If multiple presses match, do not guess. Present candidates and ask the user.

Use `validate_press` before `define_press` when constructing a press from scratch. It catches invalid targets, colors, brightness values, no-light groups, overlapping lamp coverage, and likely capability mismatches.

Use `define_press` when you are building a press from explicit assignments.

Use `capture_press` when the user has already tuned the lights and wants to save the current live state.

Use `delete_press` only when the user clearly identifies the press and asks to remove it.

## Reachability and live state

Treat live state and reachability honestly.
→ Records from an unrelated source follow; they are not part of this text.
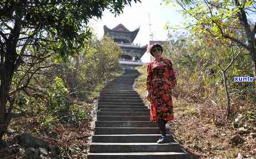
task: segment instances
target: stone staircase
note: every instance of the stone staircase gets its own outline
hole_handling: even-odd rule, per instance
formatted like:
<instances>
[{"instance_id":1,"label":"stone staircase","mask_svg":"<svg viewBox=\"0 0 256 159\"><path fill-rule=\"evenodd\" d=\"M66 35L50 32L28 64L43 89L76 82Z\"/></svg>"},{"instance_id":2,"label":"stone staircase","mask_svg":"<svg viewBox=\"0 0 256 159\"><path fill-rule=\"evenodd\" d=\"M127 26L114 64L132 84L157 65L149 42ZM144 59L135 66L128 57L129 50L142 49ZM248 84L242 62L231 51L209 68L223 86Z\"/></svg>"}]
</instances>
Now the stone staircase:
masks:
<instances>
[{"instance_id":1,"label":"stone staircase","mask_svg":"<svg viewBox=\"0 0 256 159\"><path fill-rule=\"evenodd\" d=\"M132 87L138 75L135 70L125 69L101 92L88 159L187 158L168 128L170 142L156 143L161 135L158 123L150 122L150 109Z\"/></svg>"}]
</instances>

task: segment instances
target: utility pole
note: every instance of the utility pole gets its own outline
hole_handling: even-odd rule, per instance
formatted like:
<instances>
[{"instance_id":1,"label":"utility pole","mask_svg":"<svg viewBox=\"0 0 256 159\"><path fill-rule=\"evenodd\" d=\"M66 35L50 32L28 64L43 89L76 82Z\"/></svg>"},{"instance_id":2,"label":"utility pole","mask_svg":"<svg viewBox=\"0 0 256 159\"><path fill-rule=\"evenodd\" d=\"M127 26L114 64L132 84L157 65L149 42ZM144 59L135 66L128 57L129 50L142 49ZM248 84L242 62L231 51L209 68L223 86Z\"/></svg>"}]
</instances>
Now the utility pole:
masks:
<instances>
[{"instance_id":1,"label":"utility pole","mask_svg":"<svg viewBox=\"0 0 256 159\"><path fill-rule=\"evenodd\" d=\"M150 37L151 37L151 40L153 40L153 34L152 32L151 32L151 21L150 21L150 14L149 13L148 14L148 17L149 17L149 45L150 45ZM152 55L151 55L151 53L150 53L150 61L152 61Z\"/></svg>"}]
</instances>

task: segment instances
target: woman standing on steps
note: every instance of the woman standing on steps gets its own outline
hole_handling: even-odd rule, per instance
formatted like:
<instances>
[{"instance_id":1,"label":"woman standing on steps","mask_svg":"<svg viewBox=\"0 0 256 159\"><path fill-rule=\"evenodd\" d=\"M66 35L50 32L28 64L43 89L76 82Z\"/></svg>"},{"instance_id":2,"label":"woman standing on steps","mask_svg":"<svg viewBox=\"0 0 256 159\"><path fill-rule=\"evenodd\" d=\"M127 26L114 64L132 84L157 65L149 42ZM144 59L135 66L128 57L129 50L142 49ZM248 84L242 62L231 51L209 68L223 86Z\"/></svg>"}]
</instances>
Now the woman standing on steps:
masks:
<instances>
[{"instance_id":1,"label":"woman standing on steps","mask_svg":"<svg viewBox=\"0 0 256 159\"><path fill-rule=\"evenodd\" d=\"M150 120L158 123L161 131L161 135L157 142L163 144L168 142L165 124L174 119L171 90L177 85L177 81L171 61L161 56L161 45L153 45L149 52L155 60L148 64L147 99L151 103Z\"/></svg>"}]
</instances>

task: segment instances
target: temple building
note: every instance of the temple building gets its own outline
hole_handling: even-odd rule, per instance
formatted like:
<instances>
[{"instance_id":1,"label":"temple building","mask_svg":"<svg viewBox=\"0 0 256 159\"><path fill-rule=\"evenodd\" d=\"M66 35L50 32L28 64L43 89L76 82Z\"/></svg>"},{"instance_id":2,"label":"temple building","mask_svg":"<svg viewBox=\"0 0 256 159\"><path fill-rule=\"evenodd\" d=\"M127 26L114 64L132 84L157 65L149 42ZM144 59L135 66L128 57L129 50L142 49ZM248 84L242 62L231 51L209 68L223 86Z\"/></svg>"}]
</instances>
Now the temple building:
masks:
<instances>
[{"instance_id":1,"label":"temple building","mask_svg":"<svg viewBox=\"0 0 256 159\"><path fill-rule=\"evenodd\" d=\"M103 29L104 35L108 35L121 48L122 54L119 59L121 63L129 63L132 65L142 64L140 58L146 51L147 46L140 47L139 45L133 43L139 28L130 31L123 24L120 24L112 29L109 29L106 25L104 25Z\"/></svg>"}]
</instances>

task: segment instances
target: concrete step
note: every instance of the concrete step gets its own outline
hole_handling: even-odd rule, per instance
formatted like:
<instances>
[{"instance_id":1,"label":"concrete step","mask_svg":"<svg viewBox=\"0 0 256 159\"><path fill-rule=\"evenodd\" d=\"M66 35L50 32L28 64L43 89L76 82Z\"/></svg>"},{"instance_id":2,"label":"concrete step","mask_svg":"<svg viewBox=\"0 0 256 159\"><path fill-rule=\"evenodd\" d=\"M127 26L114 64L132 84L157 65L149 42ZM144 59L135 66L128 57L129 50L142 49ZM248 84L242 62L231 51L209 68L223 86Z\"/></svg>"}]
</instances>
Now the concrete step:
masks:
<instances>
[{"instance_id":1,"label":"concrete step","mask_svg":"<svg viewBox=\"0 0 256 159\"><path fill-rule=\"evenodd\" d=\"M98 121L150 121L149 116L97 116Z\"/></svg>"},{"instance_id":2,"label":"concrete step","mask_svg":"<svg viewBox=\"0 0 256 159\"><path fill-rule=\"evenodd\" d=\"M150 110L149 109L101 109L101 112L149 112Z\"/></svg>"},{"instance_id":3,"label":"concrete step","mask_svg":"<svg viewBox=\"0 0 256 159\"><path fill-rule=\"evenodd\" d=\"M88 153L88 159L185 159L185 153L173 152Z\"/></svg>"},{"instance_id":4,"label":"concrete step","mask_svg":"<svg viewBox=\"0 0 256 159\"><path fill-rule=\"evenodd\" d=\"M98 111L97 116L149 116L149 112L103 112Z\"/></svg>"},{"instance_id":5,"label":"concrete step","mask_svg":"<svg viewBox=\"0 0 256 159\"><path fill-rule=\"evenodd\" d=\"M166 134L169 128L166 128ZM160 134L159 128L112 128L95 127L95 135Z\"/></svg>"},{"instance_id":6,"label":"concrete step","mask_svg":"<svg viewBox=\"0 0 256 159\"><path fill-rule=\"evenodd\" d=\"M91 142L91 153L150 152L184 152L177 142L159 144L155 142L110 143Z\"/></svg>"},{"instance_id":7,"label":"concrete step","mask_svg":"<svg viewBox=\"0 0 256 159\"><path fill-rule=\"evenodd\" d=\"M132 90L120 90L120 91L101 91L101 94L138 94L137 92Z\"/></svg>"},{"instance_id":8,"label":"concrete step","mask_svg":"<svg viewBox=\"0 0 256 159\"><path fill-rule=\"evenodd\" d=\"M106 96L101 96L99 97L100 100L141 100L142 98L139 97L116 97L116 96L110 96L110 97L106 97Z\"/></svg>"},{"instance_id":9,"label":"concrete step","mask_svg":"<svg viewBox=\"0 0 256 159\"><path fill-rule=\"evenodd\" d=\"M98 106L98 109L148 109L145 106Z\"/></svg>"},{"instance_id":10,"label":"concrete step","mask_svg":"<svg viewBox=\"0 0 256 159\"><path fill-rule=\"evenodd\" d=\"M157 128L156 123L150 121L96 121L96 127Z\"/></svg>"},{"instance_id":11,"label":"concrete step","mask_svg":"<svg viewBox=\"0 0 256 159\"><path fill-rule=\"evenodd\" d=\"M142 103L142 99L139 100L125 100L125 99L102 99L101 98L98 101L98 102L117 102L117 103Z\"/></svg>"},{"instance_id":12,"label":"concrete step","mask_svg":"<svg viewBox=\"0 0 256 159\"><path fill-rule=\"evenodd\" d=\"M142 102L99 102L98 106L145 106L144 103Z\"/></svg>"},{"instance_id":13,"label":"concrete step","mask_svg":"<svg viewBox=\"0 0 256 159\"><path fill-rule=\"evenodd\" d=\"M154 142L160 134L93 135L92 142ZM168 141L176 142L172 135L167 135Z\"/></svg>"}]
</instances>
- A light can be unreachable because it is off at the wall, asleep, disconnected, or because the bridge/vendor path is unavailable.
- If Lutin returns unknown state, say "unknown" or "I couldn't read it," not a guessed color or brightness.
- If only some lamps respond, say that it was partial and which part failed if the tool gives details.
- A stale command memory must not be described as real current state. Prefer live state tools when the user asks what the lights are actually showing.
- When checking whether a press is active, remember Lutin now derives board highlights from live lamp state when warm, with command memory only as a fallback.

## Good agent behaviour

Be direct, careful, and house-friendly.

Do not:

- Invent rooms, lamps, Hue bridges, scenes, sensors, schedules, or automations.
- Use raw vendor ids in the final answer unless the user asks for diagnostics.
- Fire lights just to prove write access.
- Rename lights without human confirmation.
- Delete presses or change shared house setup from ambiguous wording.
- Treat "unreachable" as "off."

Do:

- Start with `get_app_info` in a new conversation.
- Use friendly lamp names when available.
- Ask a short clarification when a write is ambiguous.
- Say exactly what changed.
- Keep responses short unless the user asks for detail.

## Common user requests

Interpret common wording like this:

- "Connect to Lutin" → configure MCP / start pairing.
- "What can you see?" → `get_app_info`, then summarize houses, scope, light/press counts, and Hue status.
- "What lights are in the bedroom?" → `list_lights` filtered by room.
- "Turn the kitchen warm" → `set_room` for Kitchen with a warm white palette color.
- "Make the left lamp red" → identify the exact light, then `set_light` with a red color.
- "Save this as movie night" → `capture_press` if the lights are already set, otherwise validate/define explicit assignments.
- "Press movie night" → `press("movie night")`; if ambiguous, ask.
- "What presses do I have?" → `list_presses`.
- "Rename this lamp" → use `identify_light` first if "this" is not already tied to a known light id.
- "Share this with the house" → use `define_press` with `shared: true` when creating/updating a press, after confirming which press/look.

## First connection check

After connecting, verify with harmless reads:

```text
get_app_info
list_houses
list_presses
```

Do not create a dummy press, rename a real lamp, or blink a lamp unless the user explicitly asks you to test write access.

## If connection fails

Common causes:

- The MCP server was added but the agent runtime was not restarted/reloaded.
- The user has not approved the pairing request yet.
- The pairing request expired; start a fresh one.
- The requested scope is too narrow for the action.
- The user registered with a different email address.
- The user is a paused member of the target house.
- Hue is not connected, or the Hue bridge/vendor path is unreachable.

Explain the problem plainly and ask for only the minimum next step, such as approving a fresh link, confirming the registered email, selecting the correct house, reconnecting Hue, or requesting Manage access.